On s’engage volontiers de nos jours dans une recherche frénétique du bonheur
personnel, en tout temps, en tout lieu. Il faut être heureux. On se
culpabiliserait même de ne pas y arriver. Si la quête est noble, explique la
professeure Moïra Mikolajczak, elle n’est pas réaliste. A moins de vivre
coupé du monde, le bonheur absolu et constant n’existe pas. Il est par
essence flexible, fluctuant. Malheureusement, en effet, les sources
d’émotions négatives ne peuvent disparaître de nos vies; le malheur allant
parfois jusqu’à contaminer les souvenirs heureux, jusqu’à effacer les
plénitudes d’antan. “La vie humaine est dure, parfois tragique, le temps
qui passe est toujours une blessure dans les chairs. Sans le bonheur, sans
cette aptitude à ne pas se noyer dans tout ce qu’il y a de sombre autour de
soi, comment résister à la morosité et au désespoir?(…) Nous ne vivons pas
pour être heureux mais parce que nous pouvons l’être”, explique le
psychiatre Christophe André(3). De son avis, être heureux
aurait ceci d’utile voire de vital, que cela rendrait la vie
psychologiquement possible. Nous voilà tels des “intermittents du bonheur”,
condamnés à vivre dans l’alternance entre bonheur et tristesse, condamnés à
accepter cette part d’incontrôlable.
Les
scientifiques s’en mêlent
Au détour de recherches
scientifiques – plus ou moins au point méthodologiquement - le bonheur se
pare de nombreuses vertus: longévité, bonne santé, relations durables… Il en
va ainsi de la sympathique “Nun Study” menée par des chercheurs américains à
partir des déclarations de religieuses au moment de leur entrée dans les
Ordres. En bref, les nonnes qui exprimaient le plus d’émotions positives
dans la lettre destinée à leur mère supérieure et censée décrire leur
engagement, celles-là ont vécu plus longtemps que les autres. Un signe!?
Des études ont également
battu en brèche quelques mythes. Ni l’argent, ni l’absence de maladie, ni la
jeunesse, ni les enfants ne font le bonheur. Par contre, offrir des cadeaux
à ses proches contribuerait au bonheur; davantage que de faire des achats
pour soi, apparemment. Savourer le présent, aussi, y participerait. Tout
comme dire merci, avoir conscience de la chance que l’on a, faire l’amour,
cultiver les amitiés - les bons vieux amis davantage que le papillonnage
amical -, paraît-il, être présent à ce que l’on fait.
Augmenter
notre conscience
“Convoquer le
bonheur, comme on sifflerait un chien”, explique Christophe André, n’a
pas de sens. En revanche, se préparer à l’être, “ouvrir mes yeux et mon
esprit, comme, lors d’une promenade en forêt, je me rends présent à ma
marche, au lieu de m’absorber dans mes soucis d’hier et de demain”.

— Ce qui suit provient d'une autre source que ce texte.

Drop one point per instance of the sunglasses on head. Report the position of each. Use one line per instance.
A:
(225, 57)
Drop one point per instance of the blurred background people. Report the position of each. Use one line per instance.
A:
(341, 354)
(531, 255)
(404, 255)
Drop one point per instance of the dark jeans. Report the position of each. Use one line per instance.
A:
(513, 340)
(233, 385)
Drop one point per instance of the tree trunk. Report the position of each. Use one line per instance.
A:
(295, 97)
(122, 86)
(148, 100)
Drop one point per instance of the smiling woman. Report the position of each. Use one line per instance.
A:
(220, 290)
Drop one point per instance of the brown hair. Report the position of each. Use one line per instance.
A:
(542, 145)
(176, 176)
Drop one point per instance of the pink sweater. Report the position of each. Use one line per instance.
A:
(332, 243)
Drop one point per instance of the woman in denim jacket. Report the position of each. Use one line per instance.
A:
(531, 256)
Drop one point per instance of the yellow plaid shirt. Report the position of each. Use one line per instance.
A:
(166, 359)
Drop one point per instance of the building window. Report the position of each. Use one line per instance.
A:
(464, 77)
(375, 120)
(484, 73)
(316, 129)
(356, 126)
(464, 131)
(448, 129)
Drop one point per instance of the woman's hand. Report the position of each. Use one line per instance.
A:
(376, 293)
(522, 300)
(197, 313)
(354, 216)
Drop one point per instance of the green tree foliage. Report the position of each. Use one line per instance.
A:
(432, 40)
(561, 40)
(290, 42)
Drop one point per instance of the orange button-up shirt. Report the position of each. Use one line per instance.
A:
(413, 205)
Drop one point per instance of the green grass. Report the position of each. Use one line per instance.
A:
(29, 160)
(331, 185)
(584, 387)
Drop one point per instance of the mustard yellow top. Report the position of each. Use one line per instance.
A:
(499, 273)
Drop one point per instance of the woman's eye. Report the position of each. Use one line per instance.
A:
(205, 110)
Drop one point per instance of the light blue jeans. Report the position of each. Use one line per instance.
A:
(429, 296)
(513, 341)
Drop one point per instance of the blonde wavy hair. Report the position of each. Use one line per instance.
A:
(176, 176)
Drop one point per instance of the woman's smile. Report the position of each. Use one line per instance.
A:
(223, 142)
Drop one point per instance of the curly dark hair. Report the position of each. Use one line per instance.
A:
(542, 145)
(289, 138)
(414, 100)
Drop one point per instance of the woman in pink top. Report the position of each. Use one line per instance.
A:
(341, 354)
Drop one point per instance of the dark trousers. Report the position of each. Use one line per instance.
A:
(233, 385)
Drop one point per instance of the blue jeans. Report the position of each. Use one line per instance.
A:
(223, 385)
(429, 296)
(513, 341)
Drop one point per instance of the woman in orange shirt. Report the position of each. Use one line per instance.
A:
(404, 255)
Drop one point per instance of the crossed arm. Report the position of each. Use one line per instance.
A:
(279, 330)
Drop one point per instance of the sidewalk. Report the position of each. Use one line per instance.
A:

Impossible? Certains jours, assurément! Mais tentons l’expérience le plus
souvent possible, par-delà nos composantes génétiques, qui – paraît-il –
déterminent une partie – une partie seulement – de notre “prédisposition” au
bonheur.
Les progrès de
l’imagerie cérébrale en attestent aujourd’hui: notre cerveau évolue jusqu’à
notre mort. Si certaines voies neuronales s’amenuisent, d’autres se
renforcent, conclut Moïra Mikolajczak. Une des clés pour ouvrir les portes
des bonheurs serait aussi de croire que l’on peut changer.
// Catherine Daloze
(1) Conférence donnée par Moïra Mikolajczak dans le cadre de
cycles de conférences organisés par l'Institut de recherche en sciences
psychologiques (IPSY) de l’UCL. Plus d’infos :
www.uclouvain.be/ipsy-cycle-conferences.html
(2) Rédacteur en chef de Klasse – magazines à destination
des enseignants, des élèves et des parents de la Communauté flamande.
(3) Christophe André, “De l’art du bonheur. Apprendre à
vivre heureux”, éd. L’Iconoclaste, 2010.